Jill, wrung out and weak, discovered that fear had not been expelled with the contents of her stomach. The drawn look on Andrew’s face made her aware that it was still there, like a heavy layer of silt left at the bottom of a parched riverbed.
“What?” she said. “What is it?”
He snapped his phone shut, looking away for a moment, before finally meeting their gaze.
“They’ve found a body.”
DAY EIGHT
“It isn’t confirmed,” Andrew said. “They don’t know if it’s Sophia.” He had to raise his voice to be heard above Jill’s cry. It came from somewhere deep inside her, a guttural, inhuman noise. “We have to go to the morgue,” Andrew continued, his face pale. “They need you to, well, to identify her.”
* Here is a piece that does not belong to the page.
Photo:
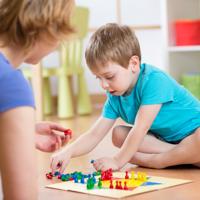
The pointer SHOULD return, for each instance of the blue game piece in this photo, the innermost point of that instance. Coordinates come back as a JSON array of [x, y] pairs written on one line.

Jill stared blankly out the car window, waiting for a traffic light to change. They were moving so slowly. It wasn’t confirmed, they didn’t know that it was Sophia. Images of her daughter cycled through her mind—Sophia rolling over, learning to walk, her first tooth, her first solid food, the first time Jill had held her in her arms. All of these images played, a photomontage Möbius strip. She couldn’t be dead; wouldn’t Jill feel it inside if her daughter had left her? She remembered what it had been like with Ethan, how she’d known something was wrong, how she’d had that feeling.
The morgue was in the Allegheny County Medical Examiner’s Office, a long, two-story building on Penn Avenue with a few wooden picnic tables out front. Was that to make it seem cheery? They just added to Jill’s surreal feeling. A patrolman waved Andrew into a fenced lot across the street, just as a police car, lights flashing, pulled up behind them. Detective Ottilo leapt out and came toward them. Jill stepped out of Andrew’s car, amazed that she could walk—she felt completely disconnected from her body, everything was numb.
Ottilo fell into step with the three of them, grim-faced. “It hasn’t been confirmed,” he said. “We don’t know if this is Sophia.”
Jill swallowed hard, managed to ask, “Why don’t they know if it’s her?”
The detective hesitated, rubbing a hand over his face. “The bod—the child was found in the river,” he said at last. “It’s hard to identify after a certain amount of … decomposition.”
“My God!” Jill sagged, swaying like a puppet whose strings have been dropped. David caught her and together with Andrew, they supported her through the sliding doors and into the morgue. Quiet inside, the quiet of the dead, but strangely peaceful, too, like a church or temple. Across a tiled floor, a guard sat at a wooden desk. He paged the medical examiner and indicated some padded benches. Jill took a seat and then David began to hyperventilate and sank down next to her, dropping his head between his legs for a few minutes, struggling to breathe normally.
The medical examiner looked like an aging hipster, with a carefully knotted bow tie peeking out at the top of his lab coat, carefully groomed beard, and square, black rimmed reading glasses. He talked quietly with Ottilo off to the side for a moment before coming over to them. “Does your daughter have any birthmarks or moles?” he asked in a solemn voice. “Or any other identifying marks?”
“She has a birthmark on the back of her knee, a tiny café-au-lait spot,” Jill said. “And she has a few red splotches at the base of her hairline.” She raised her own hand to her neck to show where. “Little red marks—they call it stork bite.”